El último fin de semana de mayo se llevó a cabo la XV edición de la CADE Universitaria 2009, en la Escuela Naval del Perú, en el Callao. Como ex–cadista, debo confesar que este encuentro es mucho más provechoso que simplemente colocarlo cual premio en tu currículum. Su valor se expresa en una sencilla razón: te abre puertas.

Puertas y caminos hacia nuevas oportunidades de negocio, al conocimiento de temas que generalmente exploran el futuro de la humanidad (aunque quién sabe qué irá a pasar), que revelan verdades y mentiras acerca del mercado laboral, y nos enseñan cómo ser líderes en una organización, y cómo inculcar la ética en el trabajo y la responsabilidad social empresarial.

Pero hay otra gran ventaja que ofrece este foro: los contactos.
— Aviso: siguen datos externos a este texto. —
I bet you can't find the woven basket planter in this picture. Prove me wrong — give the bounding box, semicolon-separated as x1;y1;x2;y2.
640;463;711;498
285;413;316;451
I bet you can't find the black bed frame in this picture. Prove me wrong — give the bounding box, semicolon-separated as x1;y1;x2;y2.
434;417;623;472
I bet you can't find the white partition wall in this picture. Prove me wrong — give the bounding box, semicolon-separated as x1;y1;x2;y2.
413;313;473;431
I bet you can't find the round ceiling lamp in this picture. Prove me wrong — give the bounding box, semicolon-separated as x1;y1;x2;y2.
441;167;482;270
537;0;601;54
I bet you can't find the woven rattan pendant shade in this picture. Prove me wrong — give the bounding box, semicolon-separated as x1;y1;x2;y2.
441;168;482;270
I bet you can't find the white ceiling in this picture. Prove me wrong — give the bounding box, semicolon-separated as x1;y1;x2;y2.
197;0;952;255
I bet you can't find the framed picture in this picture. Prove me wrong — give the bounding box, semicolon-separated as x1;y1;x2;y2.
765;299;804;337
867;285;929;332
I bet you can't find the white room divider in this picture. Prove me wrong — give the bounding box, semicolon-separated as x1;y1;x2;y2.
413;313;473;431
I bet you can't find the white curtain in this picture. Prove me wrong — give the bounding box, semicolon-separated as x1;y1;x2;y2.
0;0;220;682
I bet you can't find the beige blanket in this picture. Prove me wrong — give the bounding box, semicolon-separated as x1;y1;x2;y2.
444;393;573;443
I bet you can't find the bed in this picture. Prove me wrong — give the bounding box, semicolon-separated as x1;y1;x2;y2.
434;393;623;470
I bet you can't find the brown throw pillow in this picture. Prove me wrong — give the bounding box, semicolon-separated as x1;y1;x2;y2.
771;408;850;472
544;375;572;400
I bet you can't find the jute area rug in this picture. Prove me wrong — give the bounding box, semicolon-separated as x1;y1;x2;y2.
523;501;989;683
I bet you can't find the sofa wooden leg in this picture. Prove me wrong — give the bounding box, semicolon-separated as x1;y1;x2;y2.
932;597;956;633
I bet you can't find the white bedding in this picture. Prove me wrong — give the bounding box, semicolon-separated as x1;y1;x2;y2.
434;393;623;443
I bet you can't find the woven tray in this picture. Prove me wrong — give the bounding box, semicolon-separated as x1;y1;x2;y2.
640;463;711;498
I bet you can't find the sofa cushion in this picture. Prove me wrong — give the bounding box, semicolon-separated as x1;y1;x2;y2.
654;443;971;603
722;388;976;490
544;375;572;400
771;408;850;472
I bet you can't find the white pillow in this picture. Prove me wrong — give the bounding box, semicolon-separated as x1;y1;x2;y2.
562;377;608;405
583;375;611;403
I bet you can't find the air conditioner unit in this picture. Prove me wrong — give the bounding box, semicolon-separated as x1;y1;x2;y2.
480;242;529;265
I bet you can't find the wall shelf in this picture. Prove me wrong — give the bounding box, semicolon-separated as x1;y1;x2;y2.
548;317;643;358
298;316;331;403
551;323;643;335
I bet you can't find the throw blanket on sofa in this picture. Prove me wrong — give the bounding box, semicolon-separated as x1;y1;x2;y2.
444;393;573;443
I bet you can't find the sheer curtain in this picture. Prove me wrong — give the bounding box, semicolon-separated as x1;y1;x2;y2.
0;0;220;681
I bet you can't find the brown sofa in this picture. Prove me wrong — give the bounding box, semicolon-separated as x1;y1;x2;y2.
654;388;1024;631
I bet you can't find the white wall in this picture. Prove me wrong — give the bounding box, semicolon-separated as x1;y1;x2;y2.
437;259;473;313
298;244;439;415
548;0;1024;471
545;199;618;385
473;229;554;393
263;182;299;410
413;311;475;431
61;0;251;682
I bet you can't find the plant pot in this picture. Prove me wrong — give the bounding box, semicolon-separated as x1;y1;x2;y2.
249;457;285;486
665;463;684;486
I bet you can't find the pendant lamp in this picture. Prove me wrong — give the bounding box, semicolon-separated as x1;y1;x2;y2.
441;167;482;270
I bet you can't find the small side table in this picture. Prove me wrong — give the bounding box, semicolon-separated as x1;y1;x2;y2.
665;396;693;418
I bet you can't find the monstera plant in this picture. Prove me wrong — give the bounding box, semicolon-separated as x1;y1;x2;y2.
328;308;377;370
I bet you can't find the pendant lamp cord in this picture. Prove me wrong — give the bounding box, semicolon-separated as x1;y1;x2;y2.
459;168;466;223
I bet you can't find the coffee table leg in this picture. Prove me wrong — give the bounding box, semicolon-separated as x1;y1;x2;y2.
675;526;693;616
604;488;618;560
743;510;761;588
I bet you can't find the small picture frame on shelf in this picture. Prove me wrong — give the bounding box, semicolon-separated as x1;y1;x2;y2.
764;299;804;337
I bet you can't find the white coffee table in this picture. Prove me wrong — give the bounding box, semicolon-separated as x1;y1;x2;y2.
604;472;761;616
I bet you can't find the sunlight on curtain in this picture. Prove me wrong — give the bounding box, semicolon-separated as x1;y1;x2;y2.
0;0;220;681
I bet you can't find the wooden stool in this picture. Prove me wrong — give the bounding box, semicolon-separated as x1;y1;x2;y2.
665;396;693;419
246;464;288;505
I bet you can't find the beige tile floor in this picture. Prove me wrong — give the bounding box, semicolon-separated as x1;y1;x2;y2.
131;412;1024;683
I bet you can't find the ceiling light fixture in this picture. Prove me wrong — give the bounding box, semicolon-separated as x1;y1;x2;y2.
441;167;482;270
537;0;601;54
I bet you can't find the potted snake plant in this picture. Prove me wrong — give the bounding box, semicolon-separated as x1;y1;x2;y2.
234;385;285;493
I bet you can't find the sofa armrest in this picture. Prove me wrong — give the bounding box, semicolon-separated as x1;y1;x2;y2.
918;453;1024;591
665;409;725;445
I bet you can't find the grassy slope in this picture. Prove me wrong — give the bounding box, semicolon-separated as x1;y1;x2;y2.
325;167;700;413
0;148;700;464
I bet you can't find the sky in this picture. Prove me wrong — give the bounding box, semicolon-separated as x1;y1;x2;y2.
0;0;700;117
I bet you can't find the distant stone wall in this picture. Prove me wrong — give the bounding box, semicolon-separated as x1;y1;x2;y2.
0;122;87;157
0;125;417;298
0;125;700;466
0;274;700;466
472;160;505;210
Como participantes, tenemos la oportunidad de codearnos con grandes empresarios, periodistas, políticos y demás gente emprendedora (entre organizadores y demás cadistas); para tomarnos una foto, pedirles su tarjeta y cuestionarlos sobre lo que se nos antoje. Siempre estarán dispuestos a escucharnos.

Un día en la CADE es agotador. Implica puntualidad, disciplina, un horario ajustado, un traje sastre, soportar el frío de mayo, y hacer uso de tus cinco sentidos para aprovechar y no perderte entre las continuas ponencias y demás actividades del programa, que no paran de ocho de la mañana a diez de la noche.

Sin embargo, todo es compensado por este encuentro único. El solo hecho de estar allí, ya nos coloca en un asiento vip como los mejores estudiantes del país. Expositores y organizadores del evento nos alaban por ello, y nos sentimos como en kínder, felices por nuestra estrellita en la frente.